Christine Barkley, writing in Mythlore, notes that the point of view in The Quest of Erebor is Gandalf's, sharply contrasting with Bilbo's far less well-informed point of view in The Hobbit. That book, she states, uses a third-person, limited-knowledge narrator, supposedly written from Bilbo's diary after the adventure. Where Bilbo is interested in food and comfort, and sometimes other familiar things such as riddles, she writes, Gandalf is concerned with defending the West against the Shadow (Sauron). Further, the Quest actually pretends to be Frodo's memory of a conversation he had with Gandalf, rather than Gandalf actually writing, so there is uncertainty about how much of what Gandalf said may have been recorded. And when Frodo asks if he has now heard the full story, Gandalf replies "Of course not", so the narration is explicitly incomplete. From the reader's point of view, the point of the story is to explain how The Hobbit fits into the background of The Lord of the Rings, or more precisely, in Barkley's words, "why Bilbo was included in the dwarves' plans at Gandalf's suggestion."

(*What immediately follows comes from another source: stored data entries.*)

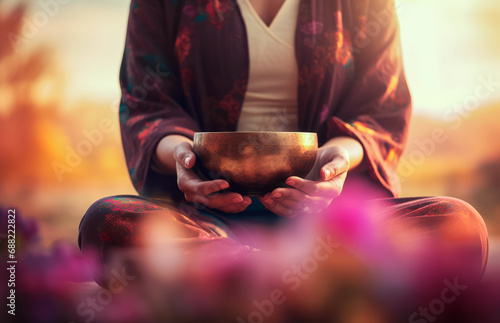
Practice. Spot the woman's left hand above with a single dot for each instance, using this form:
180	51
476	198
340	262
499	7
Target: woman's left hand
314	193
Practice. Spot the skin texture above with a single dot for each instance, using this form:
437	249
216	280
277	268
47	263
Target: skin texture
174	155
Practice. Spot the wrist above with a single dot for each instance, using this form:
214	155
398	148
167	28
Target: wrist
163	158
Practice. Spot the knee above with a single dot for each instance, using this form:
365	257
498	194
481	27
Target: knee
464	215
101	216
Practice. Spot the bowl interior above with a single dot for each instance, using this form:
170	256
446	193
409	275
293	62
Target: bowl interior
255	162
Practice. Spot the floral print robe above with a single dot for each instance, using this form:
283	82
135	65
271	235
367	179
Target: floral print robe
185	69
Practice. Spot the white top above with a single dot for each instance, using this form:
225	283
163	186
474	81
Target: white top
270	102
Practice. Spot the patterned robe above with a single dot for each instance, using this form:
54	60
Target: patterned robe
185	69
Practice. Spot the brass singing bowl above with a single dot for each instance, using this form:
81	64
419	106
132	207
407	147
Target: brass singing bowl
254	163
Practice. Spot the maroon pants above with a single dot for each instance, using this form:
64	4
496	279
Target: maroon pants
117	222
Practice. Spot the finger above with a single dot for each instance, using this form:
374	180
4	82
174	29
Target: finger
325	189
280	209
236	208
188	181
337	166
280	194
184	155
223	200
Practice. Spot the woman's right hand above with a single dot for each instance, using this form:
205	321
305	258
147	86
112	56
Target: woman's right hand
204	192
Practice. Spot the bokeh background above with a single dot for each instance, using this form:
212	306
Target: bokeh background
59	63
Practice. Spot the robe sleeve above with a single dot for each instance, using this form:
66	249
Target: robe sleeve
377	108
153	102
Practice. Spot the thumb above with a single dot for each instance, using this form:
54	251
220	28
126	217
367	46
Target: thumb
184	155
338	165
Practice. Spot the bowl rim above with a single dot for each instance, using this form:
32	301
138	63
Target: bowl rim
256	132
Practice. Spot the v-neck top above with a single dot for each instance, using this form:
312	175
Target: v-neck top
270	102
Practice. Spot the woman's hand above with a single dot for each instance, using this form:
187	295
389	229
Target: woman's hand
204	192
314	193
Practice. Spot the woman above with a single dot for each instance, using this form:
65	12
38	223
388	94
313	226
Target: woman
327	66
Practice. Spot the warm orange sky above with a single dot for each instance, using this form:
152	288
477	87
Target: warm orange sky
448	46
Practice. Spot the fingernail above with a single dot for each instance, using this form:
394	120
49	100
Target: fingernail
237	199
276	195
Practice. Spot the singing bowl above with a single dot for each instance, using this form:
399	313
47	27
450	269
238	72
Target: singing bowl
254	163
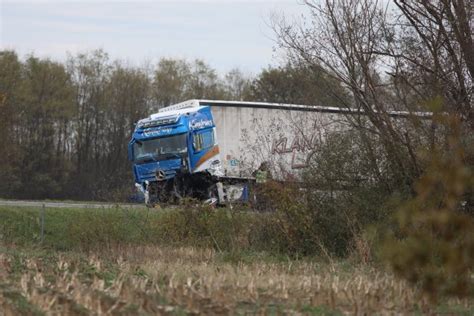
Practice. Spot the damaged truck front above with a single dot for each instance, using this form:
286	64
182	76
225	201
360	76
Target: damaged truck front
175	154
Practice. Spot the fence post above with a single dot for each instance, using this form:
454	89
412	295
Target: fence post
42	224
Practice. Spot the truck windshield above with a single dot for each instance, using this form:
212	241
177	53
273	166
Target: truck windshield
160	148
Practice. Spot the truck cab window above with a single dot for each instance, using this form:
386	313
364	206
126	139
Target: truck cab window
203	140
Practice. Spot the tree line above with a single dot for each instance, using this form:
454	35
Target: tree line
65	125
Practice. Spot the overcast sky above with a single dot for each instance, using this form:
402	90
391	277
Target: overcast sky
225	33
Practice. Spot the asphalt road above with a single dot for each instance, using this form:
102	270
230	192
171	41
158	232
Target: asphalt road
67	204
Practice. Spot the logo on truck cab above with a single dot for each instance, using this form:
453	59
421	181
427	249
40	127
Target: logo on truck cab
198	124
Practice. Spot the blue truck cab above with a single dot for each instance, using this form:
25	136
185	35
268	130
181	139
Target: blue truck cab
175	153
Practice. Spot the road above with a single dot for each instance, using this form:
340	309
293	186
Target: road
67	204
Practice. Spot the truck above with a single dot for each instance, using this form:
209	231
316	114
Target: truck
214	151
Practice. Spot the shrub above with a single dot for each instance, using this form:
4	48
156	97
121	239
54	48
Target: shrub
434	243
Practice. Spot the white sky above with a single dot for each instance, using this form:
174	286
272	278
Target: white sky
224	33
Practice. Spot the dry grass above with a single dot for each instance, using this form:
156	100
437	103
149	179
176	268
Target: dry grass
152	280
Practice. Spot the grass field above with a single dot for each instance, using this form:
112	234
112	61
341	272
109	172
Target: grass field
129	262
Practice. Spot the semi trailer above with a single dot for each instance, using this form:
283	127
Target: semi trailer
215	150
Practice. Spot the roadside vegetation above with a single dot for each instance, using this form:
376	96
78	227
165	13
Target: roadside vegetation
116	262
382	223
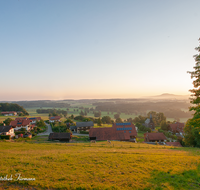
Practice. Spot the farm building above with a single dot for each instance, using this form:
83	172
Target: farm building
82	126
60	136
178	144
149	123
119	131
154	137
7	130
9	113
54	119
177	128
19	123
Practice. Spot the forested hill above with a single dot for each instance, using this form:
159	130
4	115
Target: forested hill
43	103
12	107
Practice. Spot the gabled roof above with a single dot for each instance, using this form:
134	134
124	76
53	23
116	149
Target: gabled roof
85	124
4	129
155	136
177	127
119	131
174	144
60	136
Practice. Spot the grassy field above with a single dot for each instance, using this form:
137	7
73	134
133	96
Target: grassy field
120	165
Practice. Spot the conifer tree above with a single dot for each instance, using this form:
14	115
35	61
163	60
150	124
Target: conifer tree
192	128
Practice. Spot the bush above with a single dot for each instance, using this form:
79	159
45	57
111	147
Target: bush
7	137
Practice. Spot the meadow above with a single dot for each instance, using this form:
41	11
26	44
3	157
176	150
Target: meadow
119	165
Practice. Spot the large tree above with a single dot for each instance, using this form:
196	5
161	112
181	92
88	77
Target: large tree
192	128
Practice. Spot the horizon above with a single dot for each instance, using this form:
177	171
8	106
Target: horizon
96	49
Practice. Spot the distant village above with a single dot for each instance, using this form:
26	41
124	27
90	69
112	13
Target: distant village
22	127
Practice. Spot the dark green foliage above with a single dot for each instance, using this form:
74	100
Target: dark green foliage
20	132
116	116
40	123
12	107
7	137
119	120
7	121
99	122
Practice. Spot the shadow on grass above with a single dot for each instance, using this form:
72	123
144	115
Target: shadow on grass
186	180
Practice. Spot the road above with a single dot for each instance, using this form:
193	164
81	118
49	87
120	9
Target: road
49	130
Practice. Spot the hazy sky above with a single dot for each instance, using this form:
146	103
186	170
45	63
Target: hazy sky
60	49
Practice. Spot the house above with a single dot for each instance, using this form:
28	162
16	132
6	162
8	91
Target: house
178	144
33	120
54	119
119	131
177	128
154	137
82	126
149	123
7	130
19	123
9	113
60	136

Frank P. Riga and colleagues, also in Mythlore, write that Peter Jackson used the Quest to enrich the story when transforming The Hobbit from novel to film for his 2013 film adaptation, The Desolation of Smaug. Among other things, the film opens with the meeting between Gandalf and Thorin at The Prancing Pony. Elements of Gandalf's motivations and previous discussions with Thorin also find their way into the 2012 film An Unexpected Journey as dialogue, particularly in the meeting held in Bilbo's house. In their view, the Quest "closely and thoroughly connects the action of The Hobbit with the larger, cosmic concerns of its sequel, showing how the Dwarves' struggle to regain their homeland became crucial in frustrating Sauron's plan to attack Lorien and Rivendell." They explain that the quest had to succeed, or the actions described in The Lord of the Rings could not have occurred. Jackson used the connections, they state; for instance, making Saruman order Gandalf to stop the quest, and making Gandalf refuse, supported by Galadriel.